I go there for the lights. The archways. The voices. To get away from the country, the darkness, the farm, the manure basin, the strange bushes that sprout from the ground, the sounds that echo in the belly of the earth . . . And from the bad memories. Although the memories are always there. I could go all the way to the North Pole, but they would still be there.

I also go there for the homeless. And to get hold of books.

I sit under the shelter in my worn-out overalls, waiting for the bus that goes from Orlasco to the city. Sometimes there are kids with stylish haircuts and backpacks on their shoulders waiting too.
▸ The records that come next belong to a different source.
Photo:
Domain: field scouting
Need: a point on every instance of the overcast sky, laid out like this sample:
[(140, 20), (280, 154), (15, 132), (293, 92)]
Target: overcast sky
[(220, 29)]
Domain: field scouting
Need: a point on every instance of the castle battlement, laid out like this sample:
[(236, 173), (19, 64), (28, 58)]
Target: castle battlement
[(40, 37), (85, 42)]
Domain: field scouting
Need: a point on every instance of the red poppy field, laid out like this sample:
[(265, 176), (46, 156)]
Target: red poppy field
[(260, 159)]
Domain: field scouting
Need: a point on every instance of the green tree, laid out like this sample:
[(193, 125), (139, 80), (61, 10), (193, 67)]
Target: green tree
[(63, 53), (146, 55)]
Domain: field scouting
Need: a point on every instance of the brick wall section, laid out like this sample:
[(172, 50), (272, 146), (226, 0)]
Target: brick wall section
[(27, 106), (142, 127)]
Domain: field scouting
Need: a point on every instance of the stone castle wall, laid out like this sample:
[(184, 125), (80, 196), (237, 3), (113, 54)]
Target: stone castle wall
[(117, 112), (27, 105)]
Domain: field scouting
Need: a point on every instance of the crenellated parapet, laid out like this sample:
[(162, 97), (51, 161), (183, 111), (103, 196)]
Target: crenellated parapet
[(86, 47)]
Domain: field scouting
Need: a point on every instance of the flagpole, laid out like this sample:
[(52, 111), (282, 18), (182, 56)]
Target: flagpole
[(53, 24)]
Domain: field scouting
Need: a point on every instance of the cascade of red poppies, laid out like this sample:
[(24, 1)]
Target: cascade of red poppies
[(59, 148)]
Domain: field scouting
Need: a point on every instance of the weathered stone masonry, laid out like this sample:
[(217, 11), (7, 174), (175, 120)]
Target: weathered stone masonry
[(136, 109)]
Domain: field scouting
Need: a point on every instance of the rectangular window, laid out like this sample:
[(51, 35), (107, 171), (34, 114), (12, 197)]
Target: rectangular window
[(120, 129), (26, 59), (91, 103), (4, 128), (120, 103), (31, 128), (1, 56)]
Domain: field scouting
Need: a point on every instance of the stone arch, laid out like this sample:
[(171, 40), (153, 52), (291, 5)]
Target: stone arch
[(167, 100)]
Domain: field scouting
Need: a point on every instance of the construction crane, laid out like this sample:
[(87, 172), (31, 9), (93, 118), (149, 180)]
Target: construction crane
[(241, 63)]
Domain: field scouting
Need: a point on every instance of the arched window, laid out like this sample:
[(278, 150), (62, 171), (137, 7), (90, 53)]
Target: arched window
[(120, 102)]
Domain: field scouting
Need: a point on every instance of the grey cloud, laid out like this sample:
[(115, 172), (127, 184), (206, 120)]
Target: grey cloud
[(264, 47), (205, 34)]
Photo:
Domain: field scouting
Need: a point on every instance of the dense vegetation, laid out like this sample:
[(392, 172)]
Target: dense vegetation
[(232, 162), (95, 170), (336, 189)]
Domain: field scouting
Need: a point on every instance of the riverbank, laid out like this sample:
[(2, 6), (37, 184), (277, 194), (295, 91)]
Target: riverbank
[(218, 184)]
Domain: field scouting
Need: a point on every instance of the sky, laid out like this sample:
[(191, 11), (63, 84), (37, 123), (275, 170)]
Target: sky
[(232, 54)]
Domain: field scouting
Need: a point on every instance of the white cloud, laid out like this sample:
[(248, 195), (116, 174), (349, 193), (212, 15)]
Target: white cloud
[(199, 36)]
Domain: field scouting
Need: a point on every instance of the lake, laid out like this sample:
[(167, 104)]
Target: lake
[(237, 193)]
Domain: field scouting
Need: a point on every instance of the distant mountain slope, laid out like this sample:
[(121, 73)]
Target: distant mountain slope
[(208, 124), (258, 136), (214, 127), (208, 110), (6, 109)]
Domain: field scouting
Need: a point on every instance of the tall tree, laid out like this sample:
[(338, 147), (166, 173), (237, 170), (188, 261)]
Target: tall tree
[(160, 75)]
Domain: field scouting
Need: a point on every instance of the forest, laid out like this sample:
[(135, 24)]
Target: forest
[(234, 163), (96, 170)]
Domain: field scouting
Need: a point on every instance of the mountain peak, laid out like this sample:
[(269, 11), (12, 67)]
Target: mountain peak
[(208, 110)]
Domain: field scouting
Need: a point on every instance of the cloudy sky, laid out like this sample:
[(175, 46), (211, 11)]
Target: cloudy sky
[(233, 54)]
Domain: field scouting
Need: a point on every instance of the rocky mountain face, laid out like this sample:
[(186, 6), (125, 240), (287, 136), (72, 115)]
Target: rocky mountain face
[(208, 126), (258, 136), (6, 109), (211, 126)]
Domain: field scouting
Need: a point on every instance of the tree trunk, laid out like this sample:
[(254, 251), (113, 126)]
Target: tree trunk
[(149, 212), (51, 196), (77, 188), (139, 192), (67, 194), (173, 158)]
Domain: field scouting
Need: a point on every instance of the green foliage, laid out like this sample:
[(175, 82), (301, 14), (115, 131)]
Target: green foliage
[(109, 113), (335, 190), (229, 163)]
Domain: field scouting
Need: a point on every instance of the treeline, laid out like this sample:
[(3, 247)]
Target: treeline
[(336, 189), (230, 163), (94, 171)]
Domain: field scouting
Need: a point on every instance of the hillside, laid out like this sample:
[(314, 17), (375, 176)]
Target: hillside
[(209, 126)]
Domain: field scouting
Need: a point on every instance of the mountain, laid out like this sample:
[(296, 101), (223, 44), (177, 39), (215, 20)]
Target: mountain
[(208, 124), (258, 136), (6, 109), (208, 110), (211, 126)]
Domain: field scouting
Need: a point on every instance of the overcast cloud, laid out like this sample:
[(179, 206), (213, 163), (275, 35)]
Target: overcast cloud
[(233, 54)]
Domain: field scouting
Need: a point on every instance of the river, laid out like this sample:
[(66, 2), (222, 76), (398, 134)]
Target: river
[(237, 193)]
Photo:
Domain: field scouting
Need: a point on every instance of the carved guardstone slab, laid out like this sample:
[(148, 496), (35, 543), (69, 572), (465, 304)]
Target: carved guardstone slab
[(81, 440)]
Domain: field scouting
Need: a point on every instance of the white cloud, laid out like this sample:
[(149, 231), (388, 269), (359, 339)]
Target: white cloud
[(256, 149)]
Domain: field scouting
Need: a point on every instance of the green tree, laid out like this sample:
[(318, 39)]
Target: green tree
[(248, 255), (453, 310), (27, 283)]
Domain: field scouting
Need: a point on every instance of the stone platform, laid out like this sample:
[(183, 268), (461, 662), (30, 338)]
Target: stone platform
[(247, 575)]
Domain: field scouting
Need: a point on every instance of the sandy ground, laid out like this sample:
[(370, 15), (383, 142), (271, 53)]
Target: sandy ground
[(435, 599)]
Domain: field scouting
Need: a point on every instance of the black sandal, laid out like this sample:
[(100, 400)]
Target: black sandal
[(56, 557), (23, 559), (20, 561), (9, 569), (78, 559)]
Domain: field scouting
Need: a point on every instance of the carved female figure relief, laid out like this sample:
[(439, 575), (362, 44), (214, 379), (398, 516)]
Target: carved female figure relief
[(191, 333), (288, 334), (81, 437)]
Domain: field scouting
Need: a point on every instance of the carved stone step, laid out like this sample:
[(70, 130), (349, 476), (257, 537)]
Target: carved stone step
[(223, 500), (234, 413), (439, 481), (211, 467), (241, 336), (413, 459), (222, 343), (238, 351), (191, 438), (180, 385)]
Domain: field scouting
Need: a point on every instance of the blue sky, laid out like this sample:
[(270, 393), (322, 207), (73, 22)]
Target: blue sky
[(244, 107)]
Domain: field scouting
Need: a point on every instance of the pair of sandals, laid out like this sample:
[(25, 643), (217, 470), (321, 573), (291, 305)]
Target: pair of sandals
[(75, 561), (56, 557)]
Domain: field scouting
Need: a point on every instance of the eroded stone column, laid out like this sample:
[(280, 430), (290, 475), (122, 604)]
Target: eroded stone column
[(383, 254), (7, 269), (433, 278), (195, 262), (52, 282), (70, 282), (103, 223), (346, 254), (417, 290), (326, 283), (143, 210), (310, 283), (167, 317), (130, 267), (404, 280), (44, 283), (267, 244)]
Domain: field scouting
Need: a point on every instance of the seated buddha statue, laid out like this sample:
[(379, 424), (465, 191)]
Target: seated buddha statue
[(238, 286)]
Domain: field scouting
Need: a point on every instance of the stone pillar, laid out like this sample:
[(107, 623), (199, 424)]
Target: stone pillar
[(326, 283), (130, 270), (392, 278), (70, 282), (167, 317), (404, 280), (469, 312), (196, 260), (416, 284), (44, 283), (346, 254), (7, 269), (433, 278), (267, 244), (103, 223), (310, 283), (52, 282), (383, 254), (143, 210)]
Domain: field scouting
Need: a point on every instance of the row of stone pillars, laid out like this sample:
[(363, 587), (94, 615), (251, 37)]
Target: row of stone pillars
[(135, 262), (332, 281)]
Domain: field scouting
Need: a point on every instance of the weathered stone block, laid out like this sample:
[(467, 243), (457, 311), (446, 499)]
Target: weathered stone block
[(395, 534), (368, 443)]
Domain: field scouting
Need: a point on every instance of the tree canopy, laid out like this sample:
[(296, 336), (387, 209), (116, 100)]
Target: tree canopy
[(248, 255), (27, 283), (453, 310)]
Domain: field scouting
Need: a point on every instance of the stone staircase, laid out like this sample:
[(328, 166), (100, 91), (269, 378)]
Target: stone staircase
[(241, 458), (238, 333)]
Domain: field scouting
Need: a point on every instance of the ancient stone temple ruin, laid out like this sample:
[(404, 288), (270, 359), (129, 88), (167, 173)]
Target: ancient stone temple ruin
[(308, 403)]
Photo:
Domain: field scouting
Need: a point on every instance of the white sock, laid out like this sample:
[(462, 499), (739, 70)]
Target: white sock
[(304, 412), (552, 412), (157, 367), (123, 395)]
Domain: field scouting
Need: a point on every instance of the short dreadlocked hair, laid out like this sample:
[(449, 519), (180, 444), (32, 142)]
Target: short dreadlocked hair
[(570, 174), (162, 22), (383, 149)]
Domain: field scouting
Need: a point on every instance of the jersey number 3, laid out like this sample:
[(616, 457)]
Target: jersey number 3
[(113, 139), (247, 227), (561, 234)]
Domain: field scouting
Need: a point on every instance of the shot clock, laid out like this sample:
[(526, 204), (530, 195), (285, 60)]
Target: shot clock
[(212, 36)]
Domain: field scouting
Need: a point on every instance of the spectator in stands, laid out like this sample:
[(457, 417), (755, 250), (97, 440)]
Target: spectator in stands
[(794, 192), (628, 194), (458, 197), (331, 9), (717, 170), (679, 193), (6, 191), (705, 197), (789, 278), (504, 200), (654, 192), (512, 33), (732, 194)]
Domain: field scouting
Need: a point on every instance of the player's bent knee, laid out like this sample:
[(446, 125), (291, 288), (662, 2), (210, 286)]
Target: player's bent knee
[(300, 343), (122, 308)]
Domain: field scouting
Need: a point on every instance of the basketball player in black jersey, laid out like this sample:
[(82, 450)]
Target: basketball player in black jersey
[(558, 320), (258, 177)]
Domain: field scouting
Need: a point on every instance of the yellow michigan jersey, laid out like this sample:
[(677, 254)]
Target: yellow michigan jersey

‘What is he wearing? And look how fat he is!’

‘Does he ever wash those filthy overalls?’

‘Look at those glasses, they’re like Coke bottles!’

And so on. I don’t pay any attention. With everything I’ve been through . . . well, their insults are caresses. I just shrug and wait for the bus to come. Sometimes I think about Dog and smile.

Dog was my only friend.

He still is.

United by despair. Brothers in loneliness.

And when two wretched souls meet, reality can take some twists and turns.

Terrible, surprising, unimaginable.

This story will take some twists and turns too. It won’t be a linear narrative. It will be a mule track full of curves, hairpin bends, and wrong turns. Isn’t life the same way?

I hope you’ll come along for the ride.

My name is Danilo Marosso.

An only child.

Class of 1986.

When I was born Dad was forty, Mom thirty-eight. Not exactly spring chickens.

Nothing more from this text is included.